Glamour and SpyderLynk Test Mobile Shopping from the Back of a Taxi

Barcode and QR code scans have become common tools for driving mobile traffic from print or out-of-home ads to Web sites and social pages. But a new partnership between Conde Nast’s Glamour magazine and mobile activation provider SpyderLynk is testing the water for another kind of connection: from mobile tags to actual mobile purchases.

The pilot for this platform will take place during New York’s Fashion Week. From Feb. 9 through Feb. 14, 50 specially-equipped taxis will circulate among the most popular venues for the week’s activities—such as Lincoln Center and New York’s old meatpacking district on the Lower West Side—offering free rides primarily to Fashion Week attendees. The cabs will operate only among those designated locations.

Those riders will get into cabs equipped with print ads for beauty product lines from L’Oreal USA’s Lancome and Yves St. Laurent brands and special programming content on the seatback TV screens: demonstration videos from Glamour editors and experts on how to use the cosmetics in the test. Riders will then be able to take a photo of the “Shop the Look” SnapTag from SpyderLynk and send it as a text message to a short code. If they have a smartphone, they will be instructed by the video content how to download the free Glamour Friends & Fans scanner to their phones and simply scan in the SnapTag.

SpyderLynk servers will then send riders a mobile link to a checkout page where they can check off the products they want to buy. If they have not made a purchase from a “Shop the Look” tag before, they will then be delivered to a billing and shipping page from mobile payments company Billing Revolution and prompted to enter their credit card information and open an encrypted “mobile wallet”. The L’Oreal purchases will then be cleared through this wallet in transactions managed by Billing Revolution.

“There are two ways to approach a mobile wallet,” says Nicole Skogg, CEO of SpyderLynk. “One is what Google Wallet does, where you store information on your handset and can use it at checkout via [near-field communications]. The other is to do what PayPal does and store your information in the cloud. That’s what we’re doing here.”

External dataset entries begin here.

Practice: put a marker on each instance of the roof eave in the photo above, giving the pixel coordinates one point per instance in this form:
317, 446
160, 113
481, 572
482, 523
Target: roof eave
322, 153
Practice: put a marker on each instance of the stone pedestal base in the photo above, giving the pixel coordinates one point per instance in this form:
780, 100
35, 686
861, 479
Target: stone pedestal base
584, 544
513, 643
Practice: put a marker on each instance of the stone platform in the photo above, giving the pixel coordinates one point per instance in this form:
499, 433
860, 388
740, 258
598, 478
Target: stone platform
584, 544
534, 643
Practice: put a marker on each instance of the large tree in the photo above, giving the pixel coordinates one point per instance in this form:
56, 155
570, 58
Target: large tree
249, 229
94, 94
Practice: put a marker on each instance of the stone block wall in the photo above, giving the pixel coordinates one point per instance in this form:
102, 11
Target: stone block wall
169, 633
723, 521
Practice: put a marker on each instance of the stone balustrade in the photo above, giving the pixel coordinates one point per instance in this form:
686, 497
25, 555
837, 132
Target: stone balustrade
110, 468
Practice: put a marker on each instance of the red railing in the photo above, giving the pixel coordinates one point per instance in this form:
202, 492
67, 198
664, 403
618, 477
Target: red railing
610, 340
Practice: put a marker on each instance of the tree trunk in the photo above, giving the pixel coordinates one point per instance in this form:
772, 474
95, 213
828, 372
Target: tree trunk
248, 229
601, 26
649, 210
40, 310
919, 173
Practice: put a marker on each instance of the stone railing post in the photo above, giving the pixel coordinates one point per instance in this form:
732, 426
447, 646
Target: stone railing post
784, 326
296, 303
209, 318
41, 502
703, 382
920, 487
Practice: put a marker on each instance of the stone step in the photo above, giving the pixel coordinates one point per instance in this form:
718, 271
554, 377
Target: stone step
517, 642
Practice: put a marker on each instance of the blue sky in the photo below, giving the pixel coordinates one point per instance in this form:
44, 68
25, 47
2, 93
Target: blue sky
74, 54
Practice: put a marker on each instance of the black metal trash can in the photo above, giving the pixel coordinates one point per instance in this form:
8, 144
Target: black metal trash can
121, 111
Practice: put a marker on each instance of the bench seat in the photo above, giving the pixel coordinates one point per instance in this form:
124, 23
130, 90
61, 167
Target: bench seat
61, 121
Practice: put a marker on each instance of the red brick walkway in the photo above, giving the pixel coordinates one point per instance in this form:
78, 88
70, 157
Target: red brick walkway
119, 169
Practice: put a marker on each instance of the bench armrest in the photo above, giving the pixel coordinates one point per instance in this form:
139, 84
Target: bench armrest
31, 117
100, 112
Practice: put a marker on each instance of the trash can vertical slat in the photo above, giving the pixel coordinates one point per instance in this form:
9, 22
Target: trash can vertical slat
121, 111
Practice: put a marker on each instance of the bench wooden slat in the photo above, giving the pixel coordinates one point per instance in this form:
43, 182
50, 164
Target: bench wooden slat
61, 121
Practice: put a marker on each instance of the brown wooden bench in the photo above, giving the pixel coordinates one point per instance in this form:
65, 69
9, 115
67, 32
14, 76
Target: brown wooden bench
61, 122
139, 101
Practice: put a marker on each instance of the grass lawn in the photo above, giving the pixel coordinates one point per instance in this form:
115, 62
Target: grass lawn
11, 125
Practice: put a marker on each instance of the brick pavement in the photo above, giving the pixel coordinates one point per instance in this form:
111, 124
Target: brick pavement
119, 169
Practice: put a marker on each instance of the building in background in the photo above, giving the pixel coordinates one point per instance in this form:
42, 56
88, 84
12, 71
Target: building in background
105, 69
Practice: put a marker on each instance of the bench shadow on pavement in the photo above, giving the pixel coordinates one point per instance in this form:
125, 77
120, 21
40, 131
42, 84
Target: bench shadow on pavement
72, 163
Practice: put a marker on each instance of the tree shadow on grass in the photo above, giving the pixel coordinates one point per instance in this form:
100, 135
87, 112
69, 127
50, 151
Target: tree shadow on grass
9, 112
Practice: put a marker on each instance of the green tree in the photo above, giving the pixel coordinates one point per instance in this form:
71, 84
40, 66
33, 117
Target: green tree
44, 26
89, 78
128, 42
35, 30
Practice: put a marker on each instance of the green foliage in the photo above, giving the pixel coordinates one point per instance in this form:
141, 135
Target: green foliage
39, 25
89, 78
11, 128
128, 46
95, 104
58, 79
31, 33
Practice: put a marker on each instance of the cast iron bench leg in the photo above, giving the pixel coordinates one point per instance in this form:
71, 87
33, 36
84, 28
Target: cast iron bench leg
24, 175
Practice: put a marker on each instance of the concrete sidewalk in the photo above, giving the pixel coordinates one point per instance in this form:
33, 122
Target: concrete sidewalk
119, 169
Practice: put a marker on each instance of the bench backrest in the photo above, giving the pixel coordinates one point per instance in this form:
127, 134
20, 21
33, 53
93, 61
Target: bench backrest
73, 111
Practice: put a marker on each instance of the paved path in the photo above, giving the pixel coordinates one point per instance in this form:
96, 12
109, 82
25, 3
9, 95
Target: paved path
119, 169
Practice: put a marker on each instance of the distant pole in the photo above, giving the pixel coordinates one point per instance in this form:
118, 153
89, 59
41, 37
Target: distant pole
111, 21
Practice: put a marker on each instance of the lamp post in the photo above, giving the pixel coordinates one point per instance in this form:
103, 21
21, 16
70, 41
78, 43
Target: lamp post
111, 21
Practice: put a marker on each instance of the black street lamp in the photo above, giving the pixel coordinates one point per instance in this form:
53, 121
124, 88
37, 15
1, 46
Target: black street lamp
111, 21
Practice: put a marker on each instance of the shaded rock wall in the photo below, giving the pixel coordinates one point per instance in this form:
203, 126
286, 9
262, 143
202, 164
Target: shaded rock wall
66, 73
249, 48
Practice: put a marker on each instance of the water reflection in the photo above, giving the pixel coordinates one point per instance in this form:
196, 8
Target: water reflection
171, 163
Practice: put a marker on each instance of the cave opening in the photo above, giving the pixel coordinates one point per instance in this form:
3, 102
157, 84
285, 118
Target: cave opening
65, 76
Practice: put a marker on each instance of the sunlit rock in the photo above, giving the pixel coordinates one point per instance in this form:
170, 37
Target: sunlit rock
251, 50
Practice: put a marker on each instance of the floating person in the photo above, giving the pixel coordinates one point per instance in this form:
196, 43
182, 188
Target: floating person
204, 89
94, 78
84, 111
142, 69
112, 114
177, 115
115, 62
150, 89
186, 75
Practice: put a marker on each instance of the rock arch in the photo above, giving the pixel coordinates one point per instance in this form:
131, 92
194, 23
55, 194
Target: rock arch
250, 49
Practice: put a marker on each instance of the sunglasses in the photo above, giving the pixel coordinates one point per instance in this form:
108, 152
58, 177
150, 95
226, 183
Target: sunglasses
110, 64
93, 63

Skogg says that a majority of those who take part in the test will probably just use the ride to watch the video demos and scan the “Shop the Look” tag, waiting until later to choose their purchases, set up the mobile wallet and convert. “That’s the beauty of this: you’re basically bookmarking the web content and can then complete the purchase whenever you have the time,” she says. “With the scan, you have everything you need to finish the transaction.”

Glamour enlisted L’Oreal, its biggest print advertiser, to take part in this test and also negotiated with Verifone, the company that runs the TV and credit-card payments for New York’s cabs, to enlist the vehicles and drivers. Glamour will defray the total costs of the cab rides during the pilot.

Glamour has teamed with SpyderlYnk on SnapTag print-based promotions in the past. Most recently, the two offered readers a chance to friend brands or enter promotions from print ads in the magazine’s September 2011 issue with the launch of SpyderLynk’s Social SnapTags platform.

“A lot of people in this country have looked at what Tesco has done in South Korea, making subway walls shoppable via mobile phone,” says Skogg, referring to a lighted photo wall where commuters can scan products from the Tesco HomePlus convenience chain, send them to the retailer as orders, and take delivery at home that evening.”I think the question on the mind of everyone in the U.S. is, ‘When will we be ready for that?’ We believe this can deliver that same mobile commerce experience.”

“What we’re excited about with SnapTags is that we can turn almost any advertising surface into a shopping surface. It’s early, but I think you have to stay ahead of consumers and give them things to try out.”

Among other metrics, SpyderLynk and Glamour will be watching to see what types of phones are most used for making purchases during this test, and what the average lag time is between scanning the tags and completing the transaction.